馬車を降りたジャニスは、未だ馬車の中にいるマルグリットに手を伸ばしてきた。
「ほら、降りないの?」
優しくそう語りかける様はやはり王子様で、マルグリットは戸惑いながら彼の手をとり、馬車から降りた。
いつもと違う彼女の様子に、ジャニスはマルグリットの顔を覗き見る。
「どうしたの? 今日、元気がないね」
「いえ……」
自分がいつもの調子じゃないぐらいマルグリットだってわかっていた。理由だって、はっきりと理解している。やっぱりきっかけは昼間の出来事だった。あの意志の強い青い瞳だった。
「いやぁ、まったく今回は大変だったねぇ」
「ジャニス様」
「どうしたんだい?」
「今回の作戦ですが、やめませんか?」
静かな声で告げた言葉に、ジャニスは驚かなかった。むしろ持っていたかのようにその言葉を受け止めて、彼は目を細める。
「どうして?」
「あまりにも危険すぎるのではないかと……」
「それは、私が? それとも彼女が?」
その問いかけに、マルグリットは息を呑んだ。自分の心が見透かされていると感じたからだ。
もちろん今回の作戦、ジャニスのことは心配だ。すごく心配している。ジャニスの持つあの力はおそらく彼の命を削ることで成り立っていて、彼はそれをわかった上で、無作為に、乱暴に、あの力を行使しているのだから。
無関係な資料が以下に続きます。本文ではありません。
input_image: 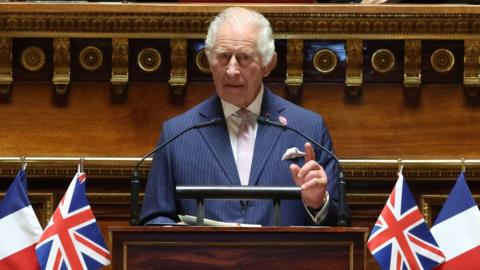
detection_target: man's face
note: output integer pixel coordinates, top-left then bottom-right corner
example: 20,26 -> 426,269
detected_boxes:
209,25 -> 273,108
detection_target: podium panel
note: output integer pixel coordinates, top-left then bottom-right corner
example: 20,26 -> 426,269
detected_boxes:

まるで自分の命など惜しくないというようなあの力の使い方は感心しない。
けれども、とも思うのだ。彼が自分から死に急いでいるのは感心はしないものの止めようとは思わない。死ぬことでさえも自由にならなかったマルグリットの価値観で彼を推し量るのはいかがなものかと思うのだが、それでも同じぐらい窮屈だっただろう彼に、死ぬタイミングぐらい選ばせてやりたいとも思うのも本心だった。
それに、一人で逝かせはしないと決めている。逝くのならば一緒に。そう随分と前から決心している。
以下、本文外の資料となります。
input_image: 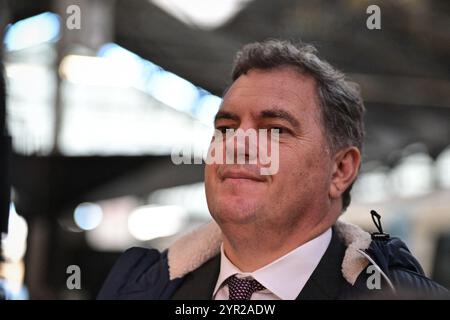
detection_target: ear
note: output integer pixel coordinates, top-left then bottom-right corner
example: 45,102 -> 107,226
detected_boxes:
329,147 -> 361,199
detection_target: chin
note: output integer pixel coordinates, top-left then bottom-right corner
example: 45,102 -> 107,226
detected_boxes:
210,197 -> 260,224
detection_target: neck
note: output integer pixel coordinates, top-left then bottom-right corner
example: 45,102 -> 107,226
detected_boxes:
221,217 -> 335,272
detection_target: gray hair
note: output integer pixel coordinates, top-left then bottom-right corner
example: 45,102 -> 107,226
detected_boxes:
232,39 -> 365,211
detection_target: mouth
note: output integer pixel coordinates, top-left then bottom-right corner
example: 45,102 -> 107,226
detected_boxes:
221,170 -> 265,182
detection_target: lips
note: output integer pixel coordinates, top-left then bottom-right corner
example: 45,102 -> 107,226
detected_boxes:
220,169 -> 266,182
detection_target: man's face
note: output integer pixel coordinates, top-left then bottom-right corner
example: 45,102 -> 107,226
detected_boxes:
205,68 -> 332,228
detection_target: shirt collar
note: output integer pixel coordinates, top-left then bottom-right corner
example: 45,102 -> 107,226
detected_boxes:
213,228 -> 332,300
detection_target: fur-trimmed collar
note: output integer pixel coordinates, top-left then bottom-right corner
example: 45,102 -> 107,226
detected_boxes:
168,221 -> 371,285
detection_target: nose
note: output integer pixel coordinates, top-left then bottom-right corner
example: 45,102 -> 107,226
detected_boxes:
225,126 -> 258,164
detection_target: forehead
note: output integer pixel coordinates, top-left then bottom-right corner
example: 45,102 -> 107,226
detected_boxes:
220,68 -> 319,114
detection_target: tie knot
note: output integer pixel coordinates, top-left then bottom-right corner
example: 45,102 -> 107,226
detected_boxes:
226,275 -> 265,300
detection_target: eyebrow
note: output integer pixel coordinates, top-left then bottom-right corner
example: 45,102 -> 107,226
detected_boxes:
214,111 -> 239,123
260,108 -> 300,128
214,108 -> 300,128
エルザとしての仮初の生に虚しさを感じていた頃、初めてマルグリットとしての自分を見つけてくれたジャニス。生きる目的と生きる場所を与えてくれた彼以上に優先する事柄はない。
たとえ彼が、自分自身の目的のために、マルグリットを利用しようとしていたとしても。
例え彼の目に、自分が少しも写っていなくても。
けれども、この心中のような作戦に、彼女を巻き込むのは違うと思ったのだ。他のどうでもいい人間ならばいくら死のうがいなくなろうが構わない。けれど、彼女は……
「大丈夫だよ。別に責めているわけじゃないから。彼女と君が仲良くしていたのは知っているつもりだし、何より君にとっては命の恩人だしね?」
優しいジャニスの声が耳朶を打つ。
土砂災害に巻き込まれた時、マルグリットを助けてくれたのはセシリアだった。
あの時、宝具の力を使えば助かったかもしれないが咄嗟に力を行使することもできず、マルグリットは気がつけば命の危機に立たされていた。
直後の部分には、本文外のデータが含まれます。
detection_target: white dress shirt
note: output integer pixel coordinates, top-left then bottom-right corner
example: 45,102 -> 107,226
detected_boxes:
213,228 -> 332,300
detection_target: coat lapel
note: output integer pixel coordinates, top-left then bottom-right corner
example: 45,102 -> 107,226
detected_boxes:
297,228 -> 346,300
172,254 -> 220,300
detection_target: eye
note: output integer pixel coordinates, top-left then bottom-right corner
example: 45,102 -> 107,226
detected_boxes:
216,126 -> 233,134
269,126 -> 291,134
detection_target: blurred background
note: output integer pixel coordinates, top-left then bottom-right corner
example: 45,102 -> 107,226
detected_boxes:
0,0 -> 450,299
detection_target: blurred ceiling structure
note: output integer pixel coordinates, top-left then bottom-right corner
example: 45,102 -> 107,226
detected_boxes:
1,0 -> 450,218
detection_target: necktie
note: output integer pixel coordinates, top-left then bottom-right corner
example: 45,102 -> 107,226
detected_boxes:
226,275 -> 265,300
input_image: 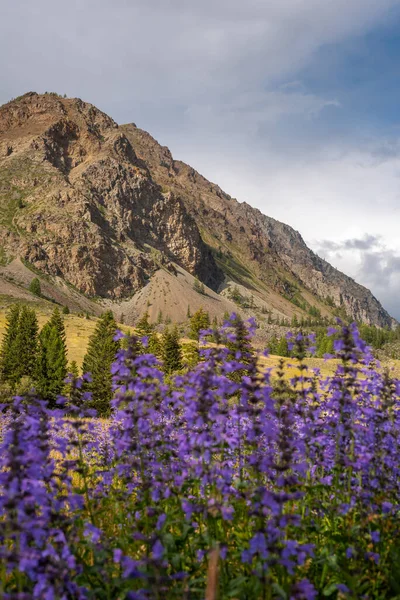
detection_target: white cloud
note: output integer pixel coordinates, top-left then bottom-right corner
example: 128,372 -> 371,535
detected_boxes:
0,0 -> 400,316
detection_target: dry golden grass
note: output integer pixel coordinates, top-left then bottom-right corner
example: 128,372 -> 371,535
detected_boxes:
0,305 -> 130,366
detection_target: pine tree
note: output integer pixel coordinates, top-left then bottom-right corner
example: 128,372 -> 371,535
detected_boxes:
50,308 -> 67,352
83,311 -> 120,416
226,314 -> 255,381
15,306 -> 39,381
64,360 -> 82,404
29,277 -> 42,297
162,327 -> 182,375
189,308 -> 210,341
34,313 -> 68,406
135,311 -> 154,338
146,331 -> 162,358
276,337 -> 289,356
182,342 -> 200,369
0,304 -> 21,385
振ってくる岩。すくんで動けなくなる足。唇からは悲鳴しか出てこなくて、ただただ怖かったのを今でも覚えている。
『大丈夫ですか!?』
そう言いながら肩を掴んできた温かい手を、マルグリットは今の今まで忘れることが出来ないでいた。
だからと言って、セシリアと馴れ合うつもりはない。自分達と馴れ合うことが彼女のためだとは思わないし、ジャニスの障害となるのならば自分達の敵であることも確かだ。
ただ、できれば傷つけたくなかった。
できることなら彼女の知らないところで全てを終わらせたかった。
ジャニスはマルグリットの手をぎゅっと握ると、申し訳なさそうに眉尻を下げた。
「心配してくれてありがとうね。でも、大丈夫だよ。セシリアのことはどうなるかわからないけど、できるだけ君が悲しまないようにするつもりだから」
できるかどうかわからない約束を安易にして、彼はマルグリットの手を離した。そして彼女の頭を優しく撫でる。
「今日はもうおやすみ。いい夢を」
「ジャニス……」
その声は彼に届くことなく、暗闇の中に掻き消えた。